Sex is the male default position. Many a joke is made about the need men have for sex and that it’s the thing they think about the most. But joking aside, men are wired this way. Sex is the primary way in which men express intimacy. However, their very great need for sex means that it is the first place they go when needing intimacy. And it can be for them purely a physical act in which there is no emotional component. Perhaps it isn’t any wonder that prostitution that panders to male desire is the oldest profession in the world.
The converse is true for women; relationships and love rather than sex is the female default position. This is the point at which women seek to start, although much of Western culture over the last 2-3 decades has encouraged women to make sex their default position too (perhaps the “Fifty Shades of Grey” series is indicative here). However much this line may be pushed, loving relationships still top the list for women. This is reflected in the plethora of chick-flicks and romance novels that gratify the desires women have for relationship.

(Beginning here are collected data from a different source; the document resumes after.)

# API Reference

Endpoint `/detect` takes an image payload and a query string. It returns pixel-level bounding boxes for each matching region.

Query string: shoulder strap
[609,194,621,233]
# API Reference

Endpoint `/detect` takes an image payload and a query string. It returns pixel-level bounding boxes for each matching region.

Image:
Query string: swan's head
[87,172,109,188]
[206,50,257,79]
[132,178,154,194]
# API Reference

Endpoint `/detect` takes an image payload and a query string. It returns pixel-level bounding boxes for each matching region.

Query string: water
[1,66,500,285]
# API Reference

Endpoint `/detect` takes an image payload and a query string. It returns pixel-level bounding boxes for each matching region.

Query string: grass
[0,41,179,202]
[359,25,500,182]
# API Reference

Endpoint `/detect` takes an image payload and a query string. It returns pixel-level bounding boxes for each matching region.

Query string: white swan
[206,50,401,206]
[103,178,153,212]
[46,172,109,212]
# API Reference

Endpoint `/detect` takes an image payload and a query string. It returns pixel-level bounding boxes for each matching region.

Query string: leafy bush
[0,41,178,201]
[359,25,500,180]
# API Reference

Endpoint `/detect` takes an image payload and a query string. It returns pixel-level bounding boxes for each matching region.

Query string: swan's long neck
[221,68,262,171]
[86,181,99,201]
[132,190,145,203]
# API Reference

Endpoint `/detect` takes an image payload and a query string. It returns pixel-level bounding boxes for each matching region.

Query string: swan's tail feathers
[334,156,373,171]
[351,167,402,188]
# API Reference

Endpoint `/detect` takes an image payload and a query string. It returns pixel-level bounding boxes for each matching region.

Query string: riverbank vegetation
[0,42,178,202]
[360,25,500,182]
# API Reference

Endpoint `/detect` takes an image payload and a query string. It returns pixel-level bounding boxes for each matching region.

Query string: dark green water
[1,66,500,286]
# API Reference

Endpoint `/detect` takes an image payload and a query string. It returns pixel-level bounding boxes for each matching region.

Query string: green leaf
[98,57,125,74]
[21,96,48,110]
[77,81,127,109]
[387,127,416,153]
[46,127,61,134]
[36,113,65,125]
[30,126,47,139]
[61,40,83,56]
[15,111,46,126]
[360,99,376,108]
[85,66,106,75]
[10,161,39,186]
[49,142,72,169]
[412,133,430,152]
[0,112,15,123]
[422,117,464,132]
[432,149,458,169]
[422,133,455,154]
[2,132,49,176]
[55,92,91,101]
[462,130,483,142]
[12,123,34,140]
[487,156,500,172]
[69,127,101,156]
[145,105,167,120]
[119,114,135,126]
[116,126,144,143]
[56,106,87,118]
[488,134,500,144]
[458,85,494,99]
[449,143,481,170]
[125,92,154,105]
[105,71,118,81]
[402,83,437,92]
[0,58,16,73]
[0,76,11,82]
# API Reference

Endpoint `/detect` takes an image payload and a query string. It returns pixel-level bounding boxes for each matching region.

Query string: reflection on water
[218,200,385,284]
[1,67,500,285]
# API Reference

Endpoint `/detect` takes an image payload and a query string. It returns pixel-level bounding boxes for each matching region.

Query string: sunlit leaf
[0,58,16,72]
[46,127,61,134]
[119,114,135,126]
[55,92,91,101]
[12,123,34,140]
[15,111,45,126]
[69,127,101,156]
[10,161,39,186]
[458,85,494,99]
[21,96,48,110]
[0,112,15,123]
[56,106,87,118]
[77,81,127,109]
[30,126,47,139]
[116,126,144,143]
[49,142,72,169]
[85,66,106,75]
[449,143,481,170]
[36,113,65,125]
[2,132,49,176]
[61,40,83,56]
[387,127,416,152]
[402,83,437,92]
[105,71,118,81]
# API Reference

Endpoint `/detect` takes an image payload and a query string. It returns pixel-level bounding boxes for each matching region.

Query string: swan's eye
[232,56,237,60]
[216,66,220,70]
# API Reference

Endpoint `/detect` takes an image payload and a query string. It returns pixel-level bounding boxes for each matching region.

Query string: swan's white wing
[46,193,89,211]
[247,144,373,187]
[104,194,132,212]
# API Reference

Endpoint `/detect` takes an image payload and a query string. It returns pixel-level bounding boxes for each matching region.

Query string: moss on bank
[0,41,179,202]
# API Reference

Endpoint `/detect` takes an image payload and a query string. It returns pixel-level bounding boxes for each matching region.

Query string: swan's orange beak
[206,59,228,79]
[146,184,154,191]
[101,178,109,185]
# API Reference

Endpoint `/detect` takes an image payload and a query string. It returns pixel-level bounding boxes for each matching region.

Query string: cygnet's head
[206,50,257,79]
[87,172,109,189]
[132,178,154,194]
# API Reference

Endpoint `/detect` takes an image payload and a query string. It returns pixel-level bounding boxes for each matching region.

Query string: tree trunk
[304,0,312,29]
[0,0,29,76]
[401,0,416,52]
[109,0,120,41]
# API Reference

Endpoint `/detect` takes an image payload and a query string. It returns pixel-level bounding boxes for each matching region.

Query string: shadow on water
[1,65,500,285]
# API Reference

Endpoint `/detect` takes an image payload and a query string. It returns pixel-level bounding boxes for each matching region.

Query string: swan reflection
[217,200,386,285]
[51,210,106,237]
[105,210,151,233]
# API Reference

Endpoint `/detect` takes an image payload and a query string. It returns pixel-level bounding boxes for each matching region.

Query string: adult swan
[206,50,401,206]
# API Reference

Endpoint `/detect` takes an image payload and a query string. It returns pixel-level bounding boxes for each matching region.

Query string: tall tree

The difficulty is that for many women books and movies become their escape when their own relationships fail. Pornography too seeks to satisfy the male need for sex. It’s a world into which men can escape, and from which men often derive their image of “real” sex whilst women can fall prey to the idealised relationships found on the movie screen or between the covers of a novel. Both pornography and romantic stories can unhealthily replace and adversely influence the real-life relationships and sexual encounters of men and women.
Because of these different default positions women can think men will love them if they have sex and men can think that sex for women has no emotional element. Both men and women can be disappointed and hurt because they don’t understand their partner’s default position. It’s not that women don’t love sex or that men can’t fall in love; they can and do. It’s just that men and women start at different places and journey differently within relationships. Seeking to understand these differences can enable healthier relationships to be formed and to continue in strength.